Charms Bar No More (Windows)

A concept that was introduced with Windows 8, the so-called charms bar, has been removed from Windows 10. In order to support the Windows 8 applications running on Windows 10, a top navigation button is introduced to access the charm functionalities like settings or sharing contracts.

win10-windows8apponwindows10

 

 

For windows 10 applications, this top menu item does not appear. It is the developer’s responsibility to make these contracts accessible either with an app bar button or a button in the application interface.

windows10-settingsflyout

 

Another change related to the charms is that the flyouts related to the charm bar buttons, such as the settings flyout; does not appear in the side of the whole client window but rather uses the application window.

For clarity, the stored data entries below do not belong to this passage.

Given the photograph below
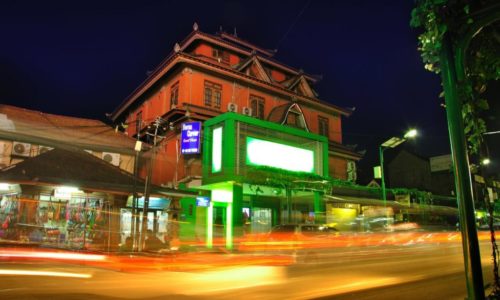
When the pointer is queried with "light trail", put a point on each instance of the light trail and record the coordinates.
(44, 273)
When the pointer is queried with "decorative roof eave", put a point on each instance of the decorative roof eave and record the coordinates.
(198, 35)
(301, 79)
(338, 149)
(262, 72)
(274, 87)
(179, 57)
(246, 44)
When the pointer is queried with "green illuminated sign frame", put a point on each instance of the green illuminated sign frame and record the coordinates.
(221, 139)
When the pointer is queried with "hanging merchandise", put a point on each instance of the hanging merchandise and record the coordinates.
(50, 211)
(62, 211)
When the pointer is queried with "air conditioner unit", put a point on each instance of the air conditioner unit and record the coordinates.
(4, 148)
(4, 162)
(112, 158)
(232, 107)
(247, 111)
(351, 171)
(21, 149)
(43, 149)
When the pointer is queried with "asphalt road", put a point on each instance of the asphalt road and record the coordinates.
(413, 271)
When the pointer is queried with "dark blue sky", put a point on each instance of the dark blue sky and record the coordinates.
(82, 58)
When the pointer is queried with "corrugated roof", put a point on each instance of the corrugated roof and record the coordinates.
(80, 169)
(34, 126)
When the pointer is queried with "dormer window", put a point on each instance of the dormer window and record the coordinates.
(295, 118)
(174, 95)
(220, 55)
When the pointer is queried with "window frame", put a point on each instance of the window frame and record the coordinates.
(257, 104)
(174, 94)
(324, 126)
(138, 121)
(212, 94)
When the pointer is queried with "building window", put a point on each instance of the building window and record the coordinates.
(257, 106)
(174, 95)
(138, 121)
(293, 119)
(220, 55)
(323, 126)
(213, 94)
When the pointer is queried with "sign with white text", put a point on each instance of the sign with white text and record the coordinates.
(190, 138)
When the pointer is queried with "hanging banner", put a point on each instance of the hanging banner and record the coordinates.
(190, 138)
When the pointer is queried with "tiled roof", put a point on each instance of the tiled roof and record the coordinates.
(48, 129)
(77, 168)
(73, 168)
(278, 113)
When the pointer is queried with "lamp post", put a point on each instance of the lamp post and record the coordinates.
(391, 143)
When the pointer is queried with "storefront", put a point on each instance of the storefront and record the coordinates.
(258, 174)
(63, 217)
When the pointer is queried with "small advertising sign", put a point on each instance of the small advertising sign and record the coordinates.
(190, 138)
(203, 201)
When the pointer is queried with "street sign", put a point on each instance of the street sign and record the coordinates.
(203, 201)
(190, 138)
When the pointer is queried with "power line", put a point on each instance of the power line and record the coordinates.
(293, 24)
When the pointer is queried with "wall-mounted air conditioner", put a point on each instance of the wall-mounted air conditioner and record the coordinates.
(4, 148)
(43, 149)
(232, 107)
(112, 158)
(247, 111)
(351, 171)
(21, 149)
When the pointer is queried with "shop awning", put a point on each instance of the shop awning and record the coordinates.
(79, 169)
(412, 208)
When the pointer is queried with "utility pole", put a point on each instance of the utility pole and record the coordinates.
(134, 224)
(147, 191)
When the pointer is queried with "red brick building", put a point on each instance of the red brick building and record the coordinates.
(207, 75)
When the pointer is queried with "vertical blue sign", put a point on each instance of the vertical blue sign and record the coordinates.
(190, 138)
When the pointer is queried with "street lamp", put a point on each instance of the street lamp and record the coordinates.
(392, 143)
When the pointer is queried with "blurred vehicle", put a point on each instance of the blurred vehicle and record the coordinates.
(291, 230)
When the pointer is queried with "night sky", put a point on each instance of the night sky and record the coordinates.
(82, 58)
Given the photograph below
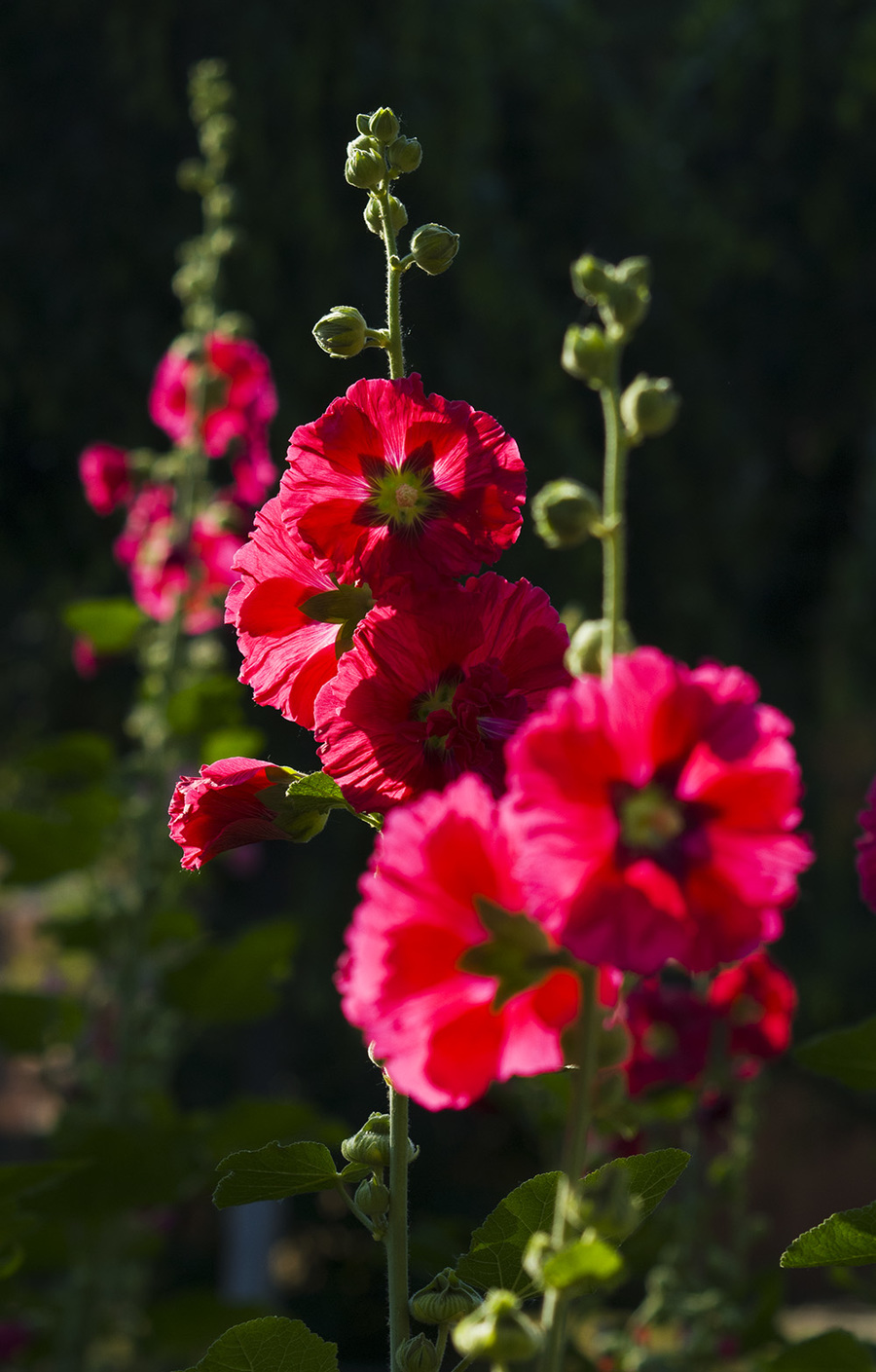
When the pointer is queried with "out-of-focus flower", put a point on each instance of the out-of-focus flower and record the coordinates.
(654, 815)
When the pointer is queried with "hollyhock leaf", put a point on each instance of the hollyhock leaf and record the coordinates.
(849, 1056)
(836, 1349)
(845, 1240)
(272, 1344)
(110, 624)
(236, 982)
(274, 1171)
(495, 1255)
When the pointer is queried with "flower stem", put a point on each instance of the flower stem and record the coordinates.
(396, 1231)
(573, 1157)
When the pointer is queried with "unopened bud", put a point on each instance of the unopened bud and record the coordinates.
(648, 406)
(445, 1301)
(588, 354)
(375, 220)
(342, 332)
(497, 1330)
(565, 513)
(384, 125)
(405, 155)
(417, 1354)
(433, 247)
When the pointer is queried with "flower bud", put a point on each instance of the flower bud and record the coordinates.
(405, 155)
(497, 1330)
(588, 354)
(565, 513)
(433, 247)
(375, 220)
(384, 125)
(342, 331)
(445, 1300)
(417, 1354)
(648, 406)
(372, 1197)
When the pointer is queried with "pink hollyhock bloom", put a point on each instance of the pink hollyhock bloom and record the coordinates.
(292, 619)
(866, 849)
(758, 1000)
(408, 977)
(435, 685)
(222, 810)
(392, 482)
(104, 472)
(238, 394)
(654, 815)
(671, 1029)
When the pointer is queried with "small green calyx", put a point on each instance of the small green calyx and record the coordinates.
(519, 953)
(650, 818)
(433, 247)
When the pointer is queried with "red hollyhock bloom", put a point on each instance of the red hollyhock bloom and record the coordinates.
(238, 395)
(435, 685)
(654, 815)
(758, 999)
(406, 982)
(392, 482)
(866, 849)
(104, 472)
(671, 1029)
(222, 810)
(292, 619)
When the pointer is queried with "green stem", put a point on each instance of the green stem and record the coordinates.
(573, 1157)
(396, 1231)
(614, 538)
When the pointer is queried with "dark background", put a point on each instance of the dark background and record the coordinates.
(730, 140)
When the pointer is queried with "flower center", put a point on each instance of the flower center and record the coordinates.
(650, 818)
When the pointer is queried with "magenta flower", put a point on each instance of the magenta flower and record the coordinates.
(435, 685)
(654, 815)
(439, 866)
(393, 482)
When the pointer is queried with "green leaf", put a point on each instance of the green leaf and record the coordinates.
(236, 982)
(110, 624)
(845, 1240)
(274, 1171)
(269, 1345)
(832, 1352)
(849, 1056)
(493, 1258)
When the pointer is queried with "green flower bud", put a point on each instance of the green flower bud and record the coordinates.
(497, 1330)
(372, 1197)
(648, 406)
(384, 125)
(405, 155)
(375, 220)
(565, 513)
(433, 247)
(342, 332)
(588, 354)
(417, 1354)
(445, 1300)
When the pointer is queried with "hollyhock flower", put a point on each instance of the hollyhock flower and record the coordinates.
(671, 1029)
(395, 482)
(409, 976)
(292, 619)
(758, 1000)
(234, 801)
(104, 472)
(654, 815)
(866, 849)
(433, 685)
(238, 395)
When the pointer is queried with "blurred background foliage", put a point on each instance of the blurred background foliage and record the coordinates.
(730, 140)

Changing Layout Concepts (Windows)

Windows application on Windows 8 two separate models of layout. First one was the full screen layout, and the second one was the snapped layout. Snapped layout was initially a fixed half window sized view but later changed to an adjustable window.

Windows 10 - Tablet Mode

Windows 10 – Tablet Mode

Windows 10 user interface can be used in two different modes. One is the tablet mode, which resembles to the previous layout and the application is visible either in snapped or full screen views. The second mode is the desktop mode, which makes the windows runtime apps visually no different than classic windows applications. On the desktop mode, the applications can be moved by the user or resized as desired.

App Bar (Windows)

App bar is still accessible and usable in Windows 10 applications. The only change is the fact that now the app bar became part of the window that is presenting your application. This change does not affect the developers directly, only directed towards the user experience.

However, windows 8 applications running on Windows 10 still display their app bar just like before.

I tried to give a quick overview of the changes related to Windows 10. Overall, Windows 10 is coming with a lot of surprises both for developers and users.